Ils découvrent une scène à laquelle on ne peut jamais être préparé. Une centaine de personnes : des morts, des blessés, des valides, qui ne bougeaient pas ; « une odeur de sang qui prend à la gorge et une odeur de poudre ». Ils comprennent rapidement en croisant des regards et des rauques qu’il y a encore beaucoup de vivants. Ils constatent qu’il n’y a aucun coup de feu ; il confirme l’information donnée par la BAC nuit : aucune signe ne permettant de savoir où étaient les terroristes.

Il faut alors secourir les victimes rapidement, « avec la BAC nuit qui nous assistait et nous protégeait mais aussi les collègues de la DSPAP qui venaient courageusement ».

A 22h40, ils ont quasiment terminé l’évacuation du rez-de-chaussée.
A 22h45, arrive le reste de la BRI dans son unité constituée, avec l’intégralité des PC, les négociateurs, l’armement lourd, y compris un détachement du RAID qui a souhaité les rejoindre.
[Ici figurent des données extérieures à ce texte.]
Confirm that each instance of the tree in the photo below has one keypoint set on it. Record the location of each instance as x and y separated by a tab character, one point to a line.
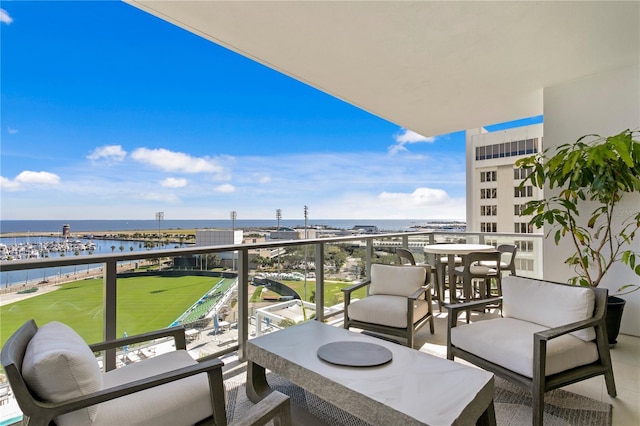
594	171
A 23h00, ils ont le sentiment d’avoir mis la fosse en sécurité et de pouvoir monter à l’étage. A 23h15, alors que la BRI accède aux loges, ils se rendent compte que des terroristes retiennent des personnes en otages. La situation bascule alors : ils passent d’une mission de sécurisation des lieux à celles d’une prise d’otages.
Ainsi, pendant une heure, depuis sonarrivée sur les lieux, la BRI ne savait pas qu’il y avait des terroristes retranchés avec des otages.

Des tentatives de négociations avec les terroristes ont lieu, à l’aide d’un négociateur de la BRI, qui était également intervenu dans les négociations avec Coulibaly lors de la prise d’otages de l’Hypercacher. Ils essaient de négocier une libération partielle d’otages, notamment celle d’une femme enceinte.
Les terroristes expriment des revendications politiques « vous tuez nos enfants en Syrie, nous tuons les vôtres ici » et menacent régulièrement de tuer les otages.

Après plusieurs appels avec les terroristes, il devient évident qu’aucune négociation ne peut aboutir. Il faut alors donner l’assaut. Le chef de la BRI sortira alors du Bataclan pour aller voir le Préfet ,Michel Cadot, qui lui donnera l’autorisation de lancer l’assaut : « C’est une décision très difficile. Le préfet a eu raison. C’est une décision lourde de conséquences. Si tout le monde avait péri lors de l’opération, il aurait été vivement critiqué. J’étais impressionné. Je suis reparti pour lancer l’assaut ».

Le chef de la BRI, aidée par des équipes du RAID également, raconte la formation de deux « colonnes », par des hommes courageux qui comprennent qu’ils ne vont sans doute pas revenir : « On avait la quasi-certitude que le début de la colonne allait se faire décimer. Tactiquement, un couloir c’est redoutable. Il n’y a rien pour se cacher. Avec des terroristes ayant des explosifs, ça ne laisse pas de place à l’improvisation ». Alors qu’ils sont sur le point de passer à l’assaut, deux autres appels entrants des terroristes leur laisse encore l’espoir d’une libération partielle, en vain.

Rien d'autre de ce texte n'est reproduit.